Everybody Dies But Not Everybody Lives- Explained

Everybody dies but not everybody lives:

This is a phrase I often use and has become a normal expression for me that I have never really explained to people I have said it too. Some people understand it but it goes over most people's head- Yes, not everybody cares about what it means: Nor do I want to make them care, we all live our own ways, this phrase makes things clearer for me and so I use it.

Life, plants have life but are they really living? To live one must experience things and learn from them. Living can perhaps be described as fulfilling a purpose on this planet- personally I don't know what mine is and nor do I think I will find it, as an old Chinese friend used to say to insult me:

So high knowledge! You never understand- No point!

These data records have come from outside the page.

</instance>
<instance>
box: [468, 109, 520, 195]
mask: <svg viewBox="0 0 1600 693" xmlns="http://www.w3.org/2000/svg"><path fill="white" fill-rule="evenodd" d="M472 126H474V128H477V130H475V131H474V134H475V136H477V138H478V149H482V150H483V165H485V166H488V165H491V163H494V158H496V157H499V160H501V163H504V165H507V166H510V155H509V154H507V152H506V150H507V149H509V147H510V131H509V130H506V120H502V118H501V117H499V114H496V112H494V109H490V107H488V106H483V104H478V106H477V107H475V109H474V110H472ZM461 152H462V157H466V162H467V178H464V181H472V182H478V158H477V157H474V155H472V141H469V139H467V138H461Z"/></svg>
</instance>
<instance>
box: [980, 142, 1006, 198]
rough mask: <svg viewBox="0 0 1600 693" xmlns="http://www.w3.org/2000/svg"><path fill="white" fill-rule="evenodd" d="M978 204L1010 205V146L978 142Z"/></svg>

Yes, this was a joke on his part in his limited knowledge of English language but I have come to like it and strive to prove him wrong.

Going through a series of events predetermined by society is not living in my books. I can make a computer do the same things:

I just completed my degree and feel like I haven't learnt much from it. I may know a little more academically but I simply have a better ability to regurgitate information developed by others. Great. One benefit however is that I learnt just how little I do know and will ever know. Perhaps writing will enable me to give a little bit of my life experience to others and contribute to the world that way- no matter how useless my experiences may be!

This for me is not living- nor do I know what truly is, however, I do know that it is something I want to find out. Perhaps doing this trip will help me find this.

"Life is like a book, each place is only a page in the book- without travel one cannot read the rest"- Helen Keller (Very poorly quoted, Can't remember where I actually saw that quote)


 




Saturday, July 13, 2013

Everybody Dies But Not Everybody Lives

The title of this is a contradiction of what it's really all about:

 1. I do not believe that I will ever find fulfillment in life: I wont comment on the rest of humanity- such things are on the previous blog and will stay there- I find that I am imperfect and always want to experience new things- the more I learn about the world and myself the more I realise that I do not actually know much and want to learn more.

 2. There is a plan, although it is very vague- Get a motorcycle and travel to South Africa overland.

 3. See more of the world and broaden my horizons. I thought that settling down in one place would have stabilised my life both mentally and emotionally. The emotional part has been repaired but the mental part is far from it.

Once again I feel like I am deteriorating as a person- perhaps stagnating is a better word- people skills have deteriorated, English language skills have gone to a far away place, which is ironic since I'm living in the UK at the moment.

One of the reasons I have not done anything for so long is my job- I love it, but due to circumstances changing at work, when the impending day arrives, rather than moving work locations; it's the perfect time to take a break from the standard life!

Itchy feet are getting unbearably so- time to scratch them!